OTTAWA — Now that the federal Liberals have shied away from their vow to keep annual deficits under $10 billion, they’ve latched on to another fiscal target — and this one will be much easier to meet.
The new government is suddenly talking about the debt-to-GDP ratio, promising repeatedly to keep it on a downward track every year until the next election.
The government calculates its debt-to-GDP ratio by dividing total federal debt by the overall size of the economy, as measured by nominal GDP.
It represents a government’s capacity to pay back debt — and focusing on it gives politicians more spending flexibility.
By targeting debt-to-GDP, the Liberals could instead be prepared to run annual deficits of up to $25 billion in the coming years and still lower the ratio — as long as the economy grows at a decent pace, economists say.
“The government does have a fair bit of room if what they’re trying to do is just see the debt-to-GDP ratio go down,” said Mike Moffatt, who teaches economics at the University of Western Ontario’s Ivey Business School (and is a contributor to macleans.ca).
The adoption of the debt-to-GDP ratio as a “fiscal anchor” is not new. It was mentioned in the Liberal election platform as one of the ways to keep spending under control. The campaign rhetoric, however, largely focused on the $10-billion annual deficit.
With uncosted election promises piling up on top of unforeseen shortfalls in the underlying fiscal plan, Prime Minister Justin Trudeau has emphasized the more-reachable fiscal anchor in recent days.
“We will continue to decrease (the debt-to-GDP ratio) every single year because that’s important for the fiscal health of our country,” Trudeau said Wednesday, after casting further doubt on the $10-billion annual deficit target because of economic challenges.
“We always targeted modest deficits, we had hoped it would be around $10 billion — we will see if we will be able to hold at that level.”
Plain old math dictates the ratio can continue to fall even if the public books slide into the red — at least to a point.
That’s because even if the federal debt gets fatter, the ratio will edge downwards if the economy is growing faster than the debt.
Still, in an economy battered by low commodity prices, the debt-to-GDP promise doesn’t exactly look like a slam dunk, either.
Earlier this month, projections by the parliamentary budget office suggested the government could find itself running annual deficits up to $15 billion once the Liberals’ costed, big-ticket election promises are factored in. On top of that, the party has also made several uncosted vows.
Then, this week, the Liberals conceded their new tax package will, in fact, drain more than $1 billion net from the treasury each year.
At the same time, economic growth is sluggish.

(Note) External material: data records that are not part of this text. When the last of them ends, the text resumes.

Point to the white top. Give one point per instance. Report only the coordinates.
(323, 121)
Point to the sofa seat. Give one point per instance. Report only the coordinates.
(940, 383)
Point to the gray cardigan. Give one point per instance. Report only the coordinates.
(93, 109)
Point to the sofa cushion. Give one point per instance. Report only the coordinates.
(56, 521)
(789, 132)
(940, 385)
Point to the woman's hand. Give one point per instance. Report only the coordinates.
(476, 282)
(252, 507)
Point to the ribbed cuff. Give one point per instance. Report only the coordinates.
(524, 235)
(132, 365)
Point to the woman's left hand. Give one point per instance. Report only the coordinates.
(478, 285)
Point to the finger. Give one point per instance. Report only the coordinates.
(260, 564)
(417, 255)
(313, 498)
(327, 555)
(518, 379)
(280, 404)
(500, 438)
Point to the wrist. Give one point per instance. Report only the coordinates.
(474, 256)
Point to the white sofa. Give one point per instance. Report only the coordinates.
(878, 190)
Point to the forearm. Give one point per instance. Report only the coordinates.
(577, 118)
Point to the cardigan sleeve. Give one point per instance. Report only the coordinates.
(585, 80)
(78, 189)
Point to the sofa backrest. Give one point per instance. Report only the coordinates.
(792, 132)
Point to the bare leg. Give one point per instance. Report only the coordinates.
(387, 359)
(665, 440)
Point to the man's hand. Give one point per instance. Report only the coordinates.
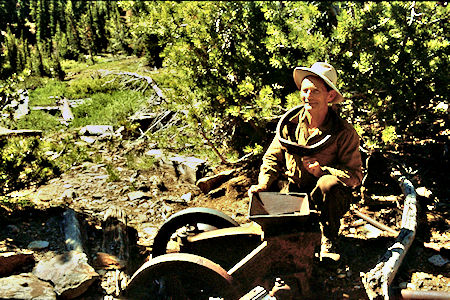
(256, 188)
(312, 166)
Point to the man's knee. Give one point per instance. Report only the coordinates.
(327, 182)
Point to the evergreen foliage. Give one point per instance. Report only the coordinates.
(231, 62)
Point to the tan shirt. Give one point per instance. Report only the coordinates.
(341, 157)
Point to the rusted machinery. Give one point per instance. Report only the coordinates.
(201, 253)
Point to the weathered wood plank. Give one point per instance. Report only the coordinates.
(378, 279)
(5, 132)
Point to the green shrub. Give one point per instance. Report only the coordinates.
(23, 162)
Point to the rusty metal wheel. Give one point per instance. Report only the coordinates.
(191, 220)
(180, 276)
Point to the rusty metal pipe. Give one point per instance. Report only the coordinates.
(374, 222)
(435, 295)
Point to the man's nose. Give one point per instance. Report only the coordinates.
(307, 94)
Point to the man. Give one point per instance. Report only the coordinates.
(316, 151)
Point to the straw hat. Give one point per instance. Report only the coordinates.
(325, 71)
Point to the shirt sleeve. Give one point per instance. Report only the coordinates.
(349, 165)
(272, 163)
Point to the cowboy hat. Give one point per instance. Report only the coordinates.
(325, 71)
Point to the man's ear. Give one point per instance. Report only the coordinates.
(331, 95)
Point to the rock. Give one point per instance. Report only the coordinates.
(206, 184)
(12, 261)
(70, 274)
(72, 232)
(108, 261)
(219, 192)
(438, 260)
(69, 194)
(187, 168)
(25, 286)
(187, 197)
(38, 245)
(13, 229)
(96, 130)
(88, 139)
(137, 195)
(157, 153)
(157, 181)
(424, 192)
(372, 231)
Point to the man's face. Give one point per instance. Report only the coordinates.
(315, 95)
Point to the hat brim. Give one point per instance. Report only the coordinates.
(301, 72)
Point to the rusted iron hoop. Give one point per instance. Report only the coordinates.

When considering the forecasts, Scott Clark — a former deputy minister of Finance — believes the Liberals will already be close to the threshold that would start ratcheting up the debt-to-GDP.
“Then you’ve got a serious problem because then no one’s going to believe you,” Clark said of the danger of not living up to the goal.
“Your credibility will go straight out the window because if you’re going to have an anchor … you have to live up to it. As soon as you break that, the financial markets will come down on you like a ton of bricks.”
The Liberal platform, which helped carry the party to victory in October, also contained a second fiscal anchor: balancing the federal books by the fourth year of its mandate.
But experts believe balancing the 2019-20 budget poses a big hurdle unless the government cuts spending or hikes taxes — or both — to overcome the weaker-than-expected economy and the pricey basket of electoral promises.
Many experts like Clark argue that lowering the debt-to-GDP ratio is a more-appropriate — and achievable — commitment for a government than a balanced-budget anchor.
The government projects the ratio will gradually fall each year from 31.1 per cent in 2015-16 to 25.2 per cent in 2020-21.
But Don Drummond, a former senior Finance Department bureaucrat, questioned the importance of striving to drop an already-low ratio that’s much lower than it’s been in the past.
“Who knows whether it even needs to be brought down?” said Drummond, who was assistant deputy minister of fiscal policy in the 1990s when the ratio was close to 70 per cent.
“There’s nothing in the economic literature that drives you towards the notion of an optimal debt-to-GDP ratio…I think it’s a second choice on their part when they can’t produce the deficit target that they want. This is kind of a defensive mechanism.”
Economist Moffatt, who stress-tested the fiscal numbers in the Liberals’ election platform, said if nominal GDP growth returned to a more-normal level in the coming years — of about 3.5 or four per cent — then the government could probably run deficits up to $25 billion without pushing the ratio up.
For 2015, the government only expects nominal GDP to grow by 0.9 per cent largely due to the squeeze of low oil prices, according to its fall fiscal update.
That projection, an average of private-sector forecasts taken in October, also called for a turnaround of 4.1 per cent growth in 2016, 4.6 in 2017 and 4.4 in 2018.